Let’s talk about the second section. I know in my own work I can struggle to write what I really want to out of fear of reprisal or pushing the envelope too far, but you’ve written about some “difficult” topics in this story and made it look effortless. Any tips for Malahat readers for fearlessness in writing or reading?

Both you and Richard Van Camp have called “Jonny Appleseed” fearless—I’m sure he’d be serving you both some Herbal Essence hair-flip realness right about now. I write this story as a primer on how to have good sex like an article in Cosmo. To be honest, this story terrifies me for two reasons; one, because it’s written in blood; and two, it’s written about blood. I hurt myself writing “Jonny Appleseed.” I write because I need to—because I haven’t ever seen or heard this story before; a story about an Indigiqueer boy who loves himself enough to gift it to others like a medicine bag. I write it because I have queer kin who need stories like this to see themselves within—we need to see ourselves in order to know ourselves.
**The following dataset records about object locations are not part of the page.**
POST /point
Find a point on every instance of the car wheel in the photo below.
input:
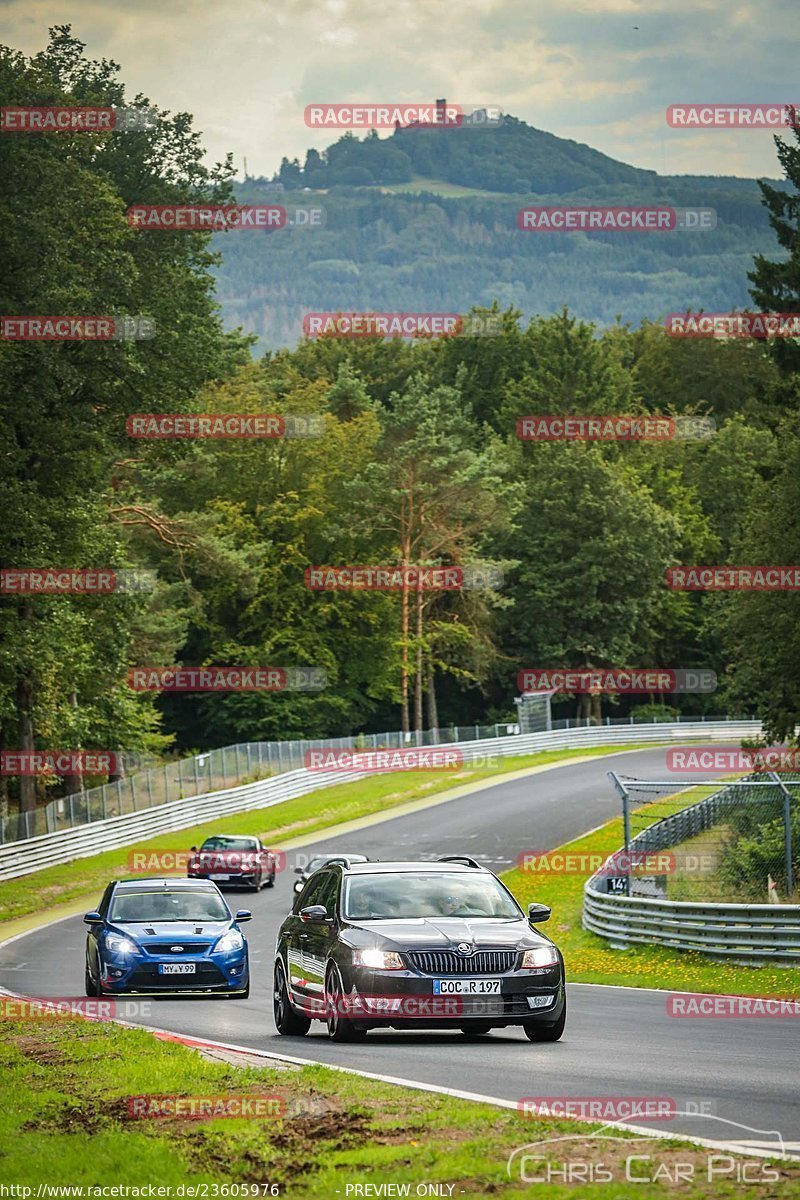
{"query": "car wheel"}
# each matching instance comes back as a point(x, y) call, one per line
point(537, 1031)
point(287, 1019)
point(340, 1029)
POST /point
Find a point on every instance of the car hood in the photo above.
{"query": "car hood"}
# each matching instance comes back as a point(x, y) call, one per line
point(445, 933)
point(175, 930)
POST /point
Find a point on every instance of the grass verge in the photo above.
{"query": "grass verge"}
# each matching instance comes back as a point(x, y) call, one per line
point(306, 815)
point(64, 1121)
point(590, 959)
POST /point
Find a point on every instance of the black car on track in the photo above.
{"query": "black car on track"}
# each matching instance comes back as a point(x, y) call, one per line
point(415, 945)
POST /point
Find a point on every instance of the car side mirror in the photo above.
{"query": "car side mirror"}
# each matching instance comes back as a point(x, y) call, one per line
point(314, 912)
point(539, 912)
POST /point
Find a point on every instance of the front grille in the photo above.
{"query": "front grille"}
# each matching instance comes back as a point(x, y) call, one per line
point(449, 963)
point(185, 947)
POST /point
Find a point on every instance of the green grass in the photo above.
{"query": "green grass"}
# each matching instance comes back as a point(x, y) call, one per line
point(64, 1121)
point(440, 187)
point(306, 815)
point(590, 959)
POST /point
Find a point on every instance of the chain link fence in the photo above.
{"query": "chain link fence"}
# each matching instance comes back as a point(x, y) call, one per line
point(738, 843)
point(250, 761)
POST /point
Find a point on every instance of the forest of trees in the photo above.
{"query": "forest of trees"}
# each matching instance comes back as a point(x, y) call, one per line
point(419, 462)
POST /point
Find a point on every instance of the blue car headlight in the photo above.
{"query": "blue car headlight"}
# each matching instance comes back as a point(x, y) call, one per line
point(119, 945)
point(229, 942)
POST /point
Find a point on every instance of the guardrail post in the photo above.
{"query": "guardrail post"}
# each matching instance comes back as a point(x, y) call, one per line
point(787, 831)
point(626, 826)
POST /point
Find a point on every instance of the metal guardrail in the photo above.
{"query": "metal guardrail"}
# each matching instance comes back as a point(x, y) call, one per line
point(36, 853)
point(235, 765)
point(749, 933)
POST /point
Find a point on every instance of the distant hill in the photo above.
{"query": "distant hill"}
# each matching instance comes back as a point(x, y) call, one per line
point(426, 220)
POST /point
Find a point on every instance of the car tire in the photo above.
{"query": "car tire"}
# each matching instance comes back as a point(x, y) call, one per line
point(539, 1031)
point(98, 988)
point(288, 1020)
point(340, 1029)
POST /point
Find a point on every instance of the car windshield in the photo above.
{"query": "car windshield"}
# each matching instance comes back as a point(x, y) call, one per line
point(404, 895)
point(157, 906)
point(220, 843)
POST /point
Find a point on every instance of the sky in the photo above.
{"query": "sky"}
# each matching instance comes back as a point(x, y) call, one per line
point(596, 71)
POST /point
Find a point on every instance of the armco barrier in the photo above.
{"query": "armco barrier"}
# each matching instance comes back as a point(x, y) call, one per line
point(746, 933)
point(753, 933)
point(35, 853)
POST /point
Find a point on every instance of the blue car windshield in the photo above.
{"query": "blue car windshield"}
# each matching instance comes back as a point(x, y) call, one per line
point(220, 843)
point(157, 906)
point(401, 897)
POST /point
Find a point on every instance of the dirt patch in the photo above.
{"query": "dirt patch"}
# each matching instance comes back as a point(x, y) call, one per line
point(41, 1050)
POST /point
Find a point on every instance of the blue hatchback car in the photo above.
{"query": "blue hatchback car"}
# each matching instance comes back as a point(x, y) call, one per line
point(167, 935)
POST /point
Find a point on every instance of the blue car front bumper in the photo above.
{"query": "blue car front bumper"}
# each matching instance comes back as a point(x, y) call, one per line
point(143, 972)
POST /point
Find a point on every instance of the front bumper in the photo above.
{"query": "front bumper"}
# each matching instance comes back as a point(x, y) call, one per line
point(232, 879)
point(407, 1000)
point(212, 973)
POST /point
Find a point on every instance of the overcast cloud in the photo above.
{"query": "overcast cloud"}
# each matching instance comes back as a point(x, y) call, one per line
point(597, 71)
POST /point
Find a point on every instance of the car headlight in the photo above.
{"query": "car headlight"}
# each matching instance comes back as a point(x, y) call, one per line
point(380, 960)
point(542, 957)
point(229, 942)
point(119, 945)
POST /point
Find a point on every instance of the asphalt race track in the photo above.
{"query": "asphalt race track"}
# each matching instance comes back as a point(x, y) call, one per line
point(618, 1042)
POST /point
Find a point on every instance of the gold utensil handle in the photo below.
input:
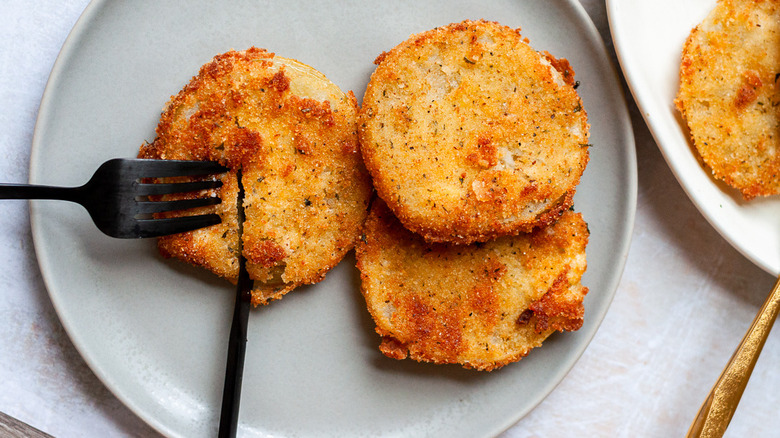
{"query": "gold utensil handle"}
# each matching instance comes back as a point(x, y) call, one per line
point(716, 412)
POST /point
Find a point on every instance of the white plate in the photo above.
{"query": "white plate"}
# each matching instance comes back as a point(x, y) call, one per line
point(649, 37)
point(154, 331)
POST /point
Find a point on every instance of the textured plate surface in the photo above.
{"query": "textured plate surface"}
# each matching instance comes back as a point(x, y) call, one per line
point(155, 331)
point(649, 38)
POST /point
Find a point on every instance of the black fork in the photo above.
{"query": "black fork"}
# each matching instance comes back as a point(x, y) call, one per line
point(116, 196)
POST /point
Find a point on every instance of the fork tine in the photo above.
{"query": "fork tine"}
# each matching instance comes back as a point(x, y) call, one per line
point(168, 188)
point(162, 227)
point(168, 168)
point(145, 207)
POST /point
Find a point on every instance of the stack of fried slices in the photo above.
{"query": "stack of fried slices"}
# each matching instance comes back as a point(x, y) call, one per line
point(475, 143)
point(471, 253)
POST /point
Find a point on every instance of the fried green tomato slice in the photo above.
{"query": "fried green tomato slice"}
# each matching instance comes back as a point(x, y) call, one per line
point(730, 96)
point(482, 305)
point(470, 134)
point(293, 135)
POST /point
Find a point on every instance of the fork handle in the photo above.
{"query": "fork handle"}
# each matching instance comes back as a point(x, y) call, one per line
point(28, 191)
point(717, 410)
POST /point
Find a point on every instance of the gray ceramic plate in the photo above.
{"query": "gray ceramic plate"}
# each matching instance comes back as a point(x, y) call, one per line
point(154, 331)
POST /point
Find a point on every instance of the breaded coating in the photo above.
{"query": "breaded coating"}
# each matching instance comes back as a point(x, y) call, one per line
point(470, 134)
point(482, 305)
point(293, 134)
point(729, 94)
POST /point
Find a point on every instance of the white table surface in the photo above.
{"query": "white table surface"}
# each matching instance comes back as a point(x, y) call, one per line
point(684, 302)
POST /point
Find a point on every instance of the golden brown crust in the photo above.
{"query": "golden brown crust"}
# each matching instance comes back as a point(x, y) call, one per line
point(730, 97)
point(293, 134)
point(482, 305)
point(470, 134)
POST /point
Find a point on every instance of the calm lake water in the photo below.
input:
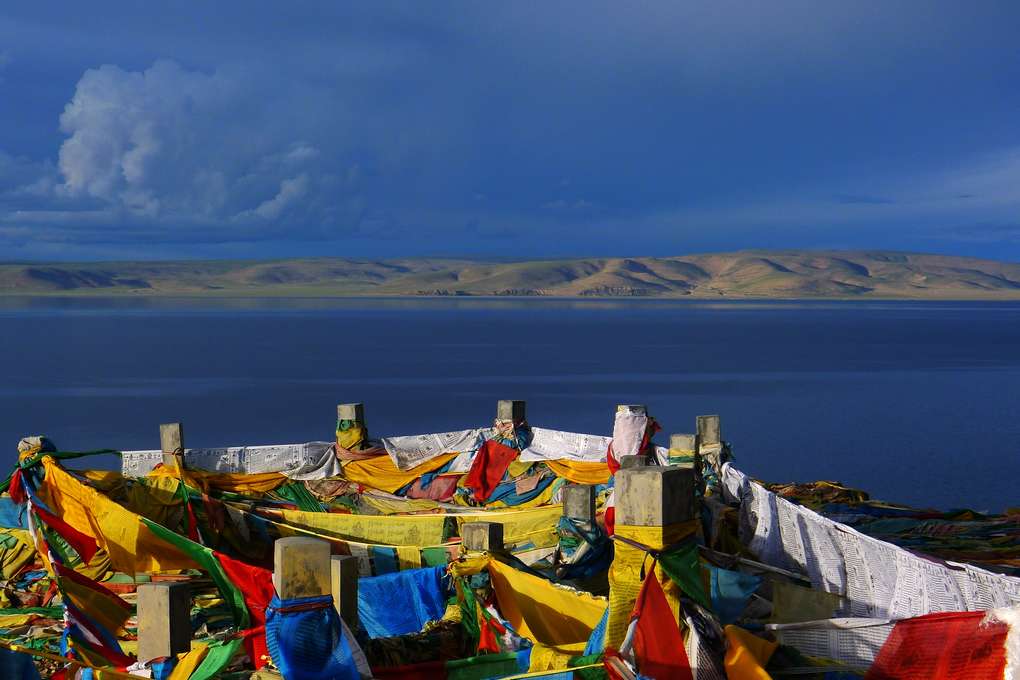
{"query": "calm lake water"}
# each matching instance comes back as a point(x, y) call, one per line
point(917, 403)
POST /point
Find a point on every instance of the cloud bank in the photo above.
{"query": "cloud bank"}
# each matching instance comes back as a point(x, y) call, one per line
point(396, 131)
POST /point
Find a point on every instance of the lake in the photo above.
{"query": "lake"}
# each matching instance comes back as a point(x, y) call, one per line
point(916, 403)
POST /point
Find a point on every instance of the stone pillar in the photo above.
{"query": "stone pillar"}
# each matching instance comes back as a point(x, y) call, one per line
point(481, 536)
point(629, 462)
point(655, 506)
point(514, 411)
point(355, 412)
point(710, 447)
point(578, 503)
point(344, 582)
point(709, 430)
point(655, 495)
point(171, 443)
point(301, 567)
point(163, 619)
point(682, 450)
point(635, 409)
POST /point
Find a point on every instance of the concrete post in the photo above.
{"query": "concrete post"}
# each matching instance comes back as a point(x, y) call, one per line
point(685, 442)
point(709, 430)
point(344, 582)
point(301, 567)
point(355, 412)
point(163, 620)
point(655, 495)
point(511, 410)
point(636, 409)
point(171, 443)
point(578, 503)
point(481, 536)
point(684, 448)
point(654, 506)
point(628, 462)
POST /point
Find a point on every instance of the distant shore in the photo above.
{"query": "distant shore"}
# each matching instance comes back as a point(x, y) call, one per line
point(740, 275)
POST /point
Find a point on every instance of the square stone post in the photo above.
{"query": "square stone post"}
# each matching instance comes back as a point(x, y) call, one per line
point(301, 567)
point(578, 503)
point(171, 443)
point(655, 495)
point(344, 582)
point(481, 536)
point(163, 620)
point(654, 508)
point(709, 430)
point(355, 412)
point(514, 411)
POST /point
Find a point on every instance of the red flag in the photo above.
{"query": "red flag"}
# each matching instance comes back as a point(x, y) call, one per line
point(490, 465)
point(951, 645)
point(658, 644)
point(255, 584)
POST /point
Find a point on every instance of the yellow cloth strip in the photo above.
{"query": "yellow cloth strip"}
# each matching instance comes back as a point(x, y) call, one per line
point(189, 662)
point(13, 559)
point(546, 674)
point(351, 437)
point(624, 573)
point(517, 524)
point(542, 612)
point(236, 483)
point(747, 655)
point(108, 613)
point(409, 557)
point(399, 506)
point(580, 472)
point(12, 620)
point(104, 480)
point(131, 545)
point(379, 472)
point(379, 529)
point(101, 674)
point(546, 658)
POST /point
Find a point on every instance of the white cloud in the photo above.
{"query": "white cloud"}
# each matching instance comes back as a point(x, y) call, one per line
point(169, 145)
point(290, 191)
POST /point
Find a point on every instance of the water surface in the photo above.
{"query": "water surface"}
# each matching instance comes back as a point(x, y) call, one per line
point(915, 402)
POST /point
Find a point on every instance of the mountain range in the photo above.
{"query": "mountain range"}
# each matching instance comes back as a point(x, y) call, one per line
point(770, 274)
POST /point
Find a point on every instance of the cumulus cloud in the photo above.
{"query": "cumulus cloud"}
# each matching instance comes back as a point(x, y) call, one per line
point(168, 145)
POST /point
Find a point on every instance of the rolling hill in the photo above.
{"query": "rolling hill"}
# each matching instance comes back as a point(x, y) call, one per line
point(778, 274)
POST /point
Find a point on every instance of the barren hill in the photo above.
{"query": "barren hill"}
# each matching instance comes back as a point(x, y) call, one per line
point(738, 274)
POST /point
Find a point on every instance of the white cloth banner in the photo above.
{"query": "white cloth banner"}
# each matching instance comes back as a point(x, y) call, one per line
point(550, 445)
point(854, 642)
point(877, 579)
point(628, 430)
point(411, 451)
point(313, 460)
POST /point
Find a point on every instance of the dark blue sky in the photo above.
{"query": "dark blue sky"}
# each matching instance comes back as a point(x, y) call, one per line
point(519, 129)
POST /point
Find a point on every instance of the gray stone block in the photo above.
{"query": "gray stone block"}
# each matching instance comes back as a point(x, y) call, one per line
point(344, 584)
point(354, 412)
point(578, 503)
point(683, 441)
point(639, 461)
point(482, 536)
point(655, 495)
point(301, 567)
point(163, 619)
point(511, 410)
point(709, 430)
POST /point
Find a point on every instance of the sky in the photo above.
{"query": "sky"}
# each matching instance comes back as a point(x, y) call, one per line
point(263, 129)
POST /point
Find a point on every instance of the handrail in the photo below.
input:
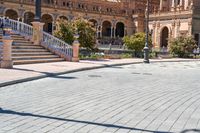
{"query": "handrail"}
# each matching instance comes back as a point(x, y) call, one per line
point(17, 26)
point(50, 42)
point(58, 46)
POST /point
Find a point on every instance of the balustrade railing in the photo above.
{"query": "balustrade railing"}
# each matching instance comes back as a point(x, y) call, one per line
point(50, 42)
point(17, 26)
point(58, 46)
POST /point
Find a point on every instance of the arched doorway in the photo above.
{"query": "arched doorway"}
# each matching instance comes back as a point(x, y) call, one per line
point(106, 29)
point(119, 32)
point(63, 17)
point(48, 22)
point(28, 17)
point(12, 14)
point(94, 23)
point(164, 37)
And I write difficultly because I’ve listened fiercely—a good story can reclaim the troubling. I write because I am not an infallible NDN, because Indigeneity is not indemnity, I am not stoic, savage, or noble—though perhaps I’m those adjectives in varying fusions: I can be enduring, aggressive, or proud. I write for the next generation, of which my cousins and niece are a part of, I want them to hear this story, a story of sex-positivity, of sex/uality, of the vivacity and the viciousness of Indigiqueerness, I want them to say “this is enough, this will do, at least for now” during moments of hardship, depression, isolation, seclusion. I write this because I need my Two-Spirit/Indigiqueer kin to survive until the day we build a world for us.

You’ve numbered the sections of this story, which suggests to me there’s more to Jonny’s story than what we’ve seen so far. Do you have plans for a longer work, a novel or novella, continuing Tias and Jonny’s (mis)adventures?

If my long ruminations haven’t been enough, yes! I have been working on “Jonny Appleseed” for the better part of 1.5 years now. He, like Eden Robinson’s Son of a Trickster, began as a short story, then became a novella, and now is nearly formed into a Young Adult novel. The Malahat Review was kind enough to accept the early fibres of this work. Another segment will be published in Prairie Fire this spring. Meanwhile, I am working diligently on finishing this manuscript and letting Jonny prance about the publication industry looking for a home.